Tech and real estate appear the most awkward of partners. The difference in pace, people and purpose put them at odds, as many who have strived to upgrade the user experience in retail and office space have already found.
Yet the potential prizes of convergence are meaningful: the most obvious is the opportunity to create a seamless, outstanding and more productive experience for customers. The more profound prize tackling climate change – and we know that Proptech will be critical to our industry delivering its full potential in this shared challenge.
Fundamental to achieving these two material wins is the ability to gather, structure and analyse data. For example, to be able to create the most environmentally efficient places and most positive experiences for users, we need to understand in detail how those spaces are functioning in practice and be able to answer wider questions such as: what is the energy consumption of the M&E systems, which are the most popular retail units, or which systems are showing aberrant readings and could be close to failure. And the real insight comes from being able to combine these together, for example to optimise heating/cooling proactively in coordination with actual occupancy data – rather than having to wait for the room to get stuffy and only then respond.
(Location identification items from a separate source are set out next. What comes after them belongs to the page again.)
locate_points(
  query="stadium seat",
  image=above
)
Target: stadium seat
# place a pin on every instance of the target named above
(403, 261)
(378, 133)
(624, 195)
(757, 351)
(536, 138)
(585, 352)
Today this is difficult: operational technology such as building systems have different naming conventions and communicate in different – often locked-in – languages. This makes data integration very challenging, adding more cost and complexity today when we onboard systems into our data environment. And in time, multiple data and naming standards will make trading buildings in and out of a portfolio highly problematic.
How do we tackle this sleeping giant of an issue? We have worked with Arup to create a British Land standard for naming building IoT devices. And it became clear that many others were working on similar documents. British Land, Arup, Google and the Open Data Institute discussed this challenge, and have invited the industry to work with us over the next few months to agree a universal standard we can all adopt. Similar to the impact of the US supermarket industry agreeing in the 1970s to combine their multiple bar-codes into one system, agreeing a single way of describing building systems will reduce the amount of bespoke rework and software translation required when commissioning them and so accelerate their take-up. When you consider the urgency of the climate crisis, overcoming this fragmentation now could fast-track our industry’s improvement and be a significant part of the solution.
50 organisations joined our first meeting in December 2019. Around half said they had been working on an in-house naming convention, and everyone agreed that tearing down this Tower of Babel to create a single version would have significant positive impact.
Capitalising on this strong start, together we will explore existing naming structures and agree one that works for everyone in 2020. This will culminate in an open-sourced standard, with the Open Data Institute steering the process, and the community maintaining updates and changes.
This is our first step in driving a more strategic collaboration around data standards, and the sharing of benchmarking data across our industry. Together, we are creating a platform on which we can build to create places people prefer in the 21st century and the simple transparency we urgently need to alleviate climate change.